= Tournament director (poker) =

Individual charged with running a poker tournament

In the game of poker, the tournament director (TD) is the individual charged with running the poker tournament. The job encompasses many roles, the most public of which is typically announcing the phrase "shuffle up and deal!" at the beginning of the day. A tournament director also declares the tournament blinds and ante structure.

Most tournament directors will be responsible for the structure of the game they are running to ensure the game is completed within a set time scale. TDs also handle matters such as table consolidation, player registration, etiquette and procedure enforcement, and controlling the game at all stages including important stages such as when the players remaining are close to the bubble, the situation where the number of players remaining in a tournament is only slightly larger than the number of players that shall be getting paid.

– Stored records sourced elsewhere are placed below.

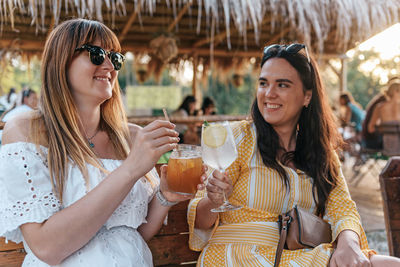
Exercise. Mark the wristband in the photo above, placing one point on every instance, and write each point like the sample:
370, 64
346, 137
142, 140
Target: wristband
163, 201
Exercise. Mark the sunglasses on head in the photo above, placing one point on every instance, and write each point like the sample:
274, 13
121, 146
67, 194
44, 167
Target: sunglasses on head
274, 49
98, 54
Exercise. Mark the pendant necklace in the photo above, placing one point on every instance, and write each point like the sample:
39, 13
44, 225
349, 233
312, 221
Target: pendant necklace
90, 138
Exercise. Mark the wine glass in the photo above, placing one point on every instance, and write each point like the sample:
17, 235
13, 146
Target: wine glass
219, 152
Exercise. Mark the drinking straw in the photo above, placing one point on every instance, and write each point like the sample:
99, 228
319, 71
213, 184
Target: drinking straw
165, 114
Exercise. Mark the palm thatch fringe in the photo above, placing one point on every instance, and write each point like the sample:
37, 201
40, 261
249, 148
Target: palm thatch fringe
352, 19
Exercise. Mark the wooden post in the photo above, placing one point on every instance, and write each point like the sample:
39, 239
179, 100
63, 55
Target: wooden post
390, 188
343, 75
194, 82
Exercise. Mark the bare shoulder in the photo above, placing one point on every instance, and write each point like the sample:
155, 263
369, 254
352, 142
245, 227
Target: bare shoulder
133, 129
17, 129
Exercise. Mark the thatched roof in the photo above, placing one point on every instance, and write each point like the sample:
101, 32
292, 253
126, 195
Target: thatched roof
226, 27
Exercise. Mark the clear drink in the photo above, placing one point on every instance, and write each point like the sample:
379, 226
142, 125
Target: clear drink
219, 152
220, 157
185, 168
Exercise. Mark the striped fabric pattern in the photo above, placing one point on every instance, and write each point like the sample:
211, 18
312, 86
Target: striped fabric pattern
249, 236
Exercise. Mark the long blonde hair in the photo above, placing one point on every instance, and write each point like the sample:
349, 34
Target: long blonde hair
58, 118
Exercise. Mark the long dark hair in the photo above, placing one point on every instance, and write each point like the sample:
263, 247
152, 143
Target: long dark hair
317, 137
12, 91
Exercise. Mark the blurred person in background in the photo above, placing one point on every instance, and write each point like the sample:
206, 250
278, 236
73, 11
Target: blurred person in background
372, 140
187, 132
388, 110
8, 100
208, 106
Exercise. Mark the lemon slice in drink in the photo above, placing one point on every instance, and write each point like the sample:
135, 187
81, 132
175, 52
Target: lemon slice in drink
214, 135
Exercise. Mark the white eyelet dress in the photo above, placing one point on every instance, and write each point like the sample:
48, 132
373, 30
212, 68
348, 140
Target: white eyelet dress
26, 196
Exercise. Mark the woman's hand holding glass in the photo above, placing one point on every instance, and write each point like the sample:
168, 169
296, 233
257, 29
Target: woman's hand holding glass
177, 197
219, 152
149, 143
218, 185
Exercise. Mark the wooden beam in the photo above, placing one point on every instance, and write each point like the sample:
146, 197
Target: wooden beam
343, 75
333, 69
38, 45
194, 82
221, 36
207, 40
180, 15
129, 23
23, 44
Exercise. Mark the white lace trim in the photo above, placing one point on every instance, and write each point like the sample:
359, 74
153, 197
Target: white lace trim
34, 200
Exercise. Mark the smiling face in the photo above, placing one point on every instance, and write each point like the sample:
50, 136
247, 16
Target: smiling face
280, 94
91, 83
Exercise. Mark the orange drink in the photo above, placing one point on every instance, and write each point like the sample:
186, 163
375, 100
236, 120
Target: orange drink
185, 167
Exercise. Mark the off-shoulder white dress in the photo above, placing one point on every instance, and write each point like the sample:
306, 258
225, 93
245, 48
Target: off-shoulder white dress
26, 196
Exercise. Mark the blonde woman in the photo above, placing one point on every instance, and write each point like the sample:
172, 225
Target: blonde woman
77, 183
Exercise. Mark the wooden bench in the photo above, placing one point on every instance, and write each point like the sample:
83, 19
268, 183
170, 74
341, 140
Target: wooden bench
390, 188
169, 246
391, 138
11, 254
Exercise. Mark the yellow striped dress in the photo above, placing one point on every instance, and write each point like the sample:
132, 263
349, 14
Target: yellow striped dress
249, 236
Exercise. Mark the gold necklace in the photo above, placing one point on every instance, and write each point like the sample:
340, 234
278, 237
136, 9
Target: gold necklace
90, 138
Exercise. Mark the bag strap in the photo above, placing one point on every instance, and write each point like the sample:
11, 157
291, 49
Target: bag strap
285, 221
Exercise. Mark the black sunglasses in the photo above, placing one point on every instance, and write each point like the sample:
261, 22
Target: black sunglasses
27, 93
274, 49
98, 54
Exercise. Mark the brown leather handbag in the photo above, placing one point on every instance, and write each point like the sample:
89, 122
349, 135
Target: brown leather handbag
301, 229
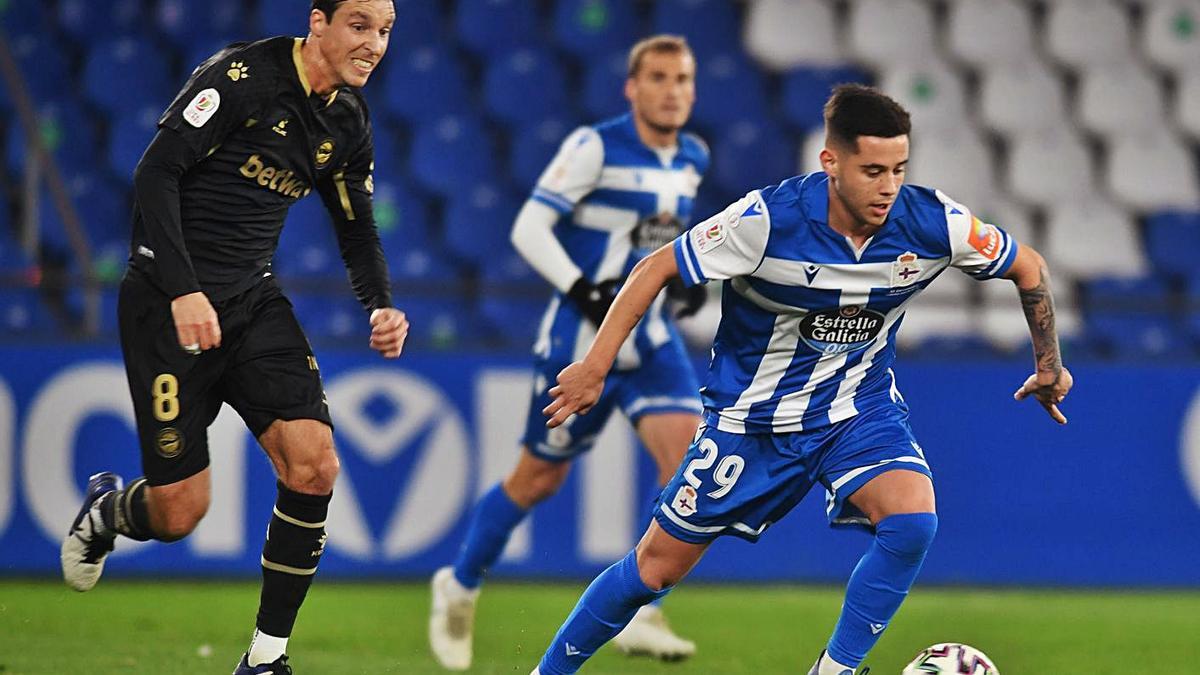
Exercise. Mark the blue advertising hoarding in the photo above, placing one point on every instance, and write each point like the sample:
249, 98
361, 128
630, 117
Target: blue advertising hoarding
1111, 499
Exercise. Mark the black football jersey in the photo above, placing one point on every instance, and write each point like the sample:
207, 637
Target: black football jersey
261, 139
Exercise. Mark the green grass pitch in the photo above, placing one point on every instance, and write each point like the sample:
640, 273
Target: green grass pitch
378, 627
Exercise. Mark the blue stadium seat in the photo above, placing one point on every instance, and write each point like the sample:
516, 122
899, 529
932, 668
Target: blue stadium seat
127, 139
604, 83
525, 85
711, 27
66, 132
42, 61
533, 147
514, 318
425, 82
281, 17
184, 23
24, 18
595, 28
478, 222
750, 154
22, 312
805, 91
730, 88
112, 67
401, 215
451, 154
1173, 239
493, 27
84, 19
307, 245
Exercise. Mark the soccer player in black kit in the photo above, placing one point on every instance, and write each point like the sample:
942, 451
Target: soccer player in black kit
202, 318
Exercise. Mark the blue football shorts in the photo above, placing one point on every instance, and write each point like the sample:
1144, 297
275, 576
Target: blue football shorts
741, 483
664, 382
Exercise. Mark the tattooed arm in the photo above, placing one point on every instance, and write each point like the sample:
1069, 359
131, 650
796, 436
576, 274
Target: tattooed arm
1050, 381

The tournament director carries absolute authority before, during, and after any game of poker, and the decisions they make are final. Players have no redress if they do not agree with a TDs decision.

Additionally, tournament directors perform such other tasks as adjudicating disputes between dealers and players and also among the players themselves. Tournament directors are (generally) employees of the casino that the tournament is being hosted at, although this varies. For example, Matt Savage has appeared at various made-for-TV tournaments such as King of Vegas, which do not take place at his place of employment. Other TDs work for traveling tournaments such as the World Poker Tour and the World Series of Poker.

Robert Thompson is another famous tournament director who has appeared on Bravo's Celebrity Poker Showdown ever since season one. Robert is known for saying the famous words "Shuffle Up and Deal" occasionally throughout each episode of the show. Robert would also help out when some of the players wanted to make a bet or a raise, assuring that the proper amount of chips were put out.

Some of the most noted tournament directors in the world today are Matt Savage, who works with various tour circuits, Jack Effel who is the World Series of Poker tournament director and Thomas Kremser, who is the leading tournament director for major events in Europe.